El reciente ejercicio electoral para elegir a miembros del nuevo Poder Judicial ha resultado en una experiencia que muchos describen como insatisfactoria y carente de legitimidad. Según los informes, la jornada comenzó a las tres de la tarde, momento en el que se observó una casi total deserción en las casillas, una situación que se mantuvo a lo largo del día.
A la llegada, el ambiente era desolador: casillas vacías, papeletas llenas de nombres que muy pocos reconocen y un cuaderno de registro que mantuvo la mayoría de sus espacios en blanco. En el lugar, los funcionarios electorales parecían más interesados en sus actividades personales que en el proceso mismo, mientras que la afluencia de votantes se reportaba como ínfima, un dato nada sorprendente en un contexto de abrumadora apatía ciudadana.
Un dato inquietante revelado es que el 77% de los votantes no conocía a ningún candidato, muchos de los cuales fueron seleccionados meramente por cuotas partidistas. A quienes querían informarse no se les brindaron campañas sustanciales ni debates; los medios de comunicación quedaron cerrados para los aspirantes. Esto plantea serias preguntas sobre el acceso a la información y la transparencia del proceso electoral, ya que los votantes no podían incluso observar el conteo de votos, y las boletas sobrantes no fueron inutilizadas, sugiriendo una manipulación del proceso.

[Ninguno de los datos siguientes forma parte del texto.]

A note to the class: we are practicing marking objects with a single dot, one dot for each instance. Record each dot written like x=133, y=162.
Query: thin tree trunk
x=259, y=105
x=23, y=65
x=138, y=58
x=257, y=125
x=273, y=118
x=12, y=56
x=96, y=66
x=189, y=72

A pesar de estos antecedentes, la decisión de participar en la elección sigue siendo digna de análisis. Puede haber sido impulsada por el deseo de no dejar que otros tomen decisiones en nombre de uno, de querer tener un fundamento válido para opinar sobre lo vivido, incluso en contextos donde las condiciones fueron cuestionables. Sin embargo, la elección logró generar más dudas que certezas, ya que muchos la ven como un mero gesto simbólico sin un verdadero impacto en la estructura del Poder Judicial.
A lo largo de este proceso, se hizo evidente que, aunque las formas hayan cambiado, el fondo permanece inalterado: el Poder Judicial continúa bajo la influencia del gobierno, reflejando una idea proyectada por un liderazgo que mostró poco interés en los contrapesos institucionales. Durante su mandato, no solo se debilitaron las instituciones, sino que también emergió un clima de polarización que perjudicó el verdadero funcionamiento de la democracia.
Lo que fue observado en las casillas no es solo un reflejo de una apatía general; es un claro indicativo de un sistema que batalla por encontrar genuina representación y confianza ante la población. La condescendencia hacia lo que debió ser un ejercicio democrático se traduce en un gasto significativo que no aporta realidades o resultados positivos, sino en un desgaste institucional palpable.
En última instancia, la jornada electoral revela importantes lecciones sobre la salud democrática y el significado del verdadero sufragio en un contexto donde la decepción y la falta de confianza son predominantes. Las elecciones, tiñéndose de superficialidad, plantean desafíos aún mayores en una sociedad que espera respuesta a sus inquietudes más urgentes.